February 16, 2021

Vegan Biscoff Crêpes

Vegan Crêpes they’re in-crêpe-able!!

Something that sounds so fancy but is actually so simple to make.

No these are not pancakes, the main difference being the batter is far more runny and it contains no raising agent.

4 main ingredients you’ll always have to put these beauties together, add in a few more for extra flavour if you’d like. Spread on something sweet, I choose the Lotus Biscoff spread and eat up, it was delicious.
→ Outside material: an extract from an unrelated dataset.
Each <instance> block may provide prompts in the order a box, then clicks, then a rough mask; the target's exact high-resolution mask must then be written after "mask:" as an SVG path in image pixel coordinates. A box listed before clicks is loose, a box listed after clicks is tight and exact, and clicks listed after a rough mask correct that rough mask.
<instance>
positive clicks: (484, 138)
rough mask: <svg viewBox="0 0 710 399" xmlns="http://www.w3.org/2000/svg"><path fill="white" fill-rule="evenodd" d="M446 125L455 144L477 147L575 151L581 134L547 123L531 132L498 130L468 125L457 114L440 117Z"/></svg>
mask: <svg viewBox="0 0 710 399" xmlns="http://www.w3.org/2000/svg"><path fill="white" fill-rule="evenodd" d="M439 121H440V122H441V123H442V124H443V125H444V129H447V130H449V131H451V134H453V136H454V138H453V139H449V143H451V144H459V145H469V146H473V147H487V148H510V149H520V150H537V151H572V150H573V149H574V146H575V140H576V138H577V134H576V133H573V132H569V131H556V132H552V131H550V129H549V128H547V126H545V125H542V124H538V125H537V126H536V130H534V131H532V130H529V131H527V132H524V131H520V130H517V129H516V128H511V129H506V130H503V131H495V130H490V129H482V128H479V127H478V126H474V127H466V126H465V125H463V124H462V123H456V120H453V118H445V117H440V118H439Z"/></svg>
Whip it up for a brilliant breakfast, or you know, whenever you’re in the mood for something sweet.

 

Prep Time

5 mins

Cook Time

15 mins

Serves

6

Ingredients

100g Plain Flour or gluten free flour

200ml Milk of choice

10ml Oil

3 tsp Agave Syrup (or sweetener of choice)

1 tsp Vanilla Extract

1/2 Tsp Ground Cinnamon

Topping of choice

Method

  1. Before you begin make sure the milk is room temperature or warmed up. This will help to reduce lumps when whisking.
  2. Whisk all the ingredients together, make sure all lumps are gone. The batter should be runny and smooth.
  3. Place a crêpe pan or a frying pan on medium heat.
  4. Once hot, spray a folded kitchen towel with some oil and wipe it onto the pan. This will grease the pan without leaving any oil pockets on the pan.
  5. Turn the pan down to low and pour in just a little less than 1/4 of a cup.
  6. Swirl the pan to spread out the batter and cook for 30 seconds longer after the batter dries up.
  7. Peel off the pan and cook on the opposite for a minute.
  8. Take off the heat and add in your favourite spreads and toppings.